Monday, August 21, 2006

If Literary Agents were like Real Estate Agents

My agent and I finished one pitcher of margaritas in the New York summer sun. This is the result of our sloshy silliness. At least, this is what I could decipher from the scribblings on our cocktail napkins.

  • If you called ten agents and said you had something you wanted them to sell, you'd get ten returned calls. Within the hour.
  • After reading a 95-page booklet and taking an exam, a person would be fully qualified to be a successful literary agent.
  • Writer's Digest would consist of 26 volumes--at 1,300 pages apiece.
  • New York editors would be inundated with approximately 9,890% more crap submissions than their current load of crap submissions.
  • Literary agents would don silly slogans, like Sell it quick?

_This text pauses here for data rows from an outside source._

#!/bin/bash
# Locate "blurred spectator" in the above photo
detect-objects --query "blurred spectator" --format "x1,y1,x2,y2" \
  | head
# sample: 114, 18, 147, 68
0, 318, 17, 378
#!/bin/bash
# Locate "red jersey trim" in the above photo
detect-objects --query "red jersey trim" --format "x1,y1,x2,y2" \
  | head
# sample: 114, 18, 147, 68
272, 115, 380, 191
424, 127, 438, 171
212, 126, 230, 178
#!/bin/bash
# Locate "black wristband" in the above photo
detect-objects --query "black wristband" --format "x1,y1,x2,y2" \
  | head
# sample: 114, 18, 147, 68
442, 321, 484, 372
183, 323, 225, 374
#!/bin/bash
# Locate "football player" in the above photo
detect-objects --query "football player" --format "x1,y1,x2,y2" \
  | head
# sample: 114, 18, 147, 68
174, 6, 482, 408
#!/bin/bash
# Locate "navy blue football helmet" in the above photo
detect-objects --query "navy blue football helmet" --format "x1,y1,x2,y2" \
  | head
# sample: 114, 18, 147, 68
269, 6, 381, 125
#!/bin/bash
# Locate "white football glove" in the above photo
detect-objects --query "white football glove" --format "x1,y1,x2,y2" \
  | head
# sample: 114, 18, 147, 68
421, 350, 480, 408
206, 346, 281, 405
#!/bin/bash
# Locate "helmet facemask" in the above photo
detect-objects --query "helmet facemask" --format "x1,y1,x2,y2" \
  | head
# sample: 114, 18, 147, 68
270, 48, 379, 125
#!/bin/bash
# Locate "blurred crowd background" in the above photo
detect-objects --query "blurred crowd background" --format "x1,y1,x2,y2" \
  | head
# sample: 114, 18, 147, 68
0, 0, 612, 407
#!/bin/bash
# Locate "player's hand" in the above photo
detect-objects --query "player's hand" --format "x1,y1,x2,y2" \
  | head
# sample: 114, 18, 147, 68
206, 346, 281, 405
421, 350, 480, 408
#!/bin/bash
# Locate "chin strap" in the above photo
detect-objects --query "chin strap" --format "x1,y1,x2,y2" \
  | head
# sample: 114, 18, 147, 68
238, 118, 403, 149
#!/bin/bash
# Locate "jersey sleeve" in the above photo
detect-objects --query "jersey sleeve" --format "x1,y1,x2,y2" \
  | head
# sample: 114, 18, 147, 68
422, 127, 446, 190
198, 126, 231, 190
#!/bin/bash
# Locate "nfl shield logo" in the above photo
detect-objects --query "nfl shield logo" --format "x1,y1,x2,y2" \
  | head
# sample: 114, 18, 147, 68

Call McCormick! or You can bank on Bankoff or Nesbit knows Nonfiction or Call Denise "Six Figure" Shannon today! (We came up with 37 of these; I'll spare you the superfluity).
  • Instead of every book being "the best book I've read all year", agents would be significantly more honest, with most projects being touted as "needs updating" and "fixer-upper".
  • Annual conventions would invoke boring day seminars and excessive after hours drinking (no significant change).
  • Owners would feel the agent was not doing enough to sell the product (no significant change).
  • Financing would regularly be a problem on the part of the purchaser (no significant change).
  • The longer the product stays on the market, the less likely it is to sell (no significant change).
  • The top five percent of all agents would sell 95% of all product (no significant change.)
  • There would be an entire cable television network dedicated to the writing, editing, producing, and selling of books--including a reality-based show called Rising Editor and a weekly documentary called Flip This P&L.
  • One word: minivans.
  • Free glossy magazines would fill countless bins outside coffee shops and subway stations around the country with covers of books inside, many with the term sold overtop the cover--though more likely not.
  • Production time for a 300 page novel: 7.5 years.
  • Random House would have call centers to handle incoming traffic the size of Capital One.
  • Binky Urban's calls would somehow get returned within 45 seconds (no significant change).

Granted, these are probably funnier with the tequila. And a lot of extra salt.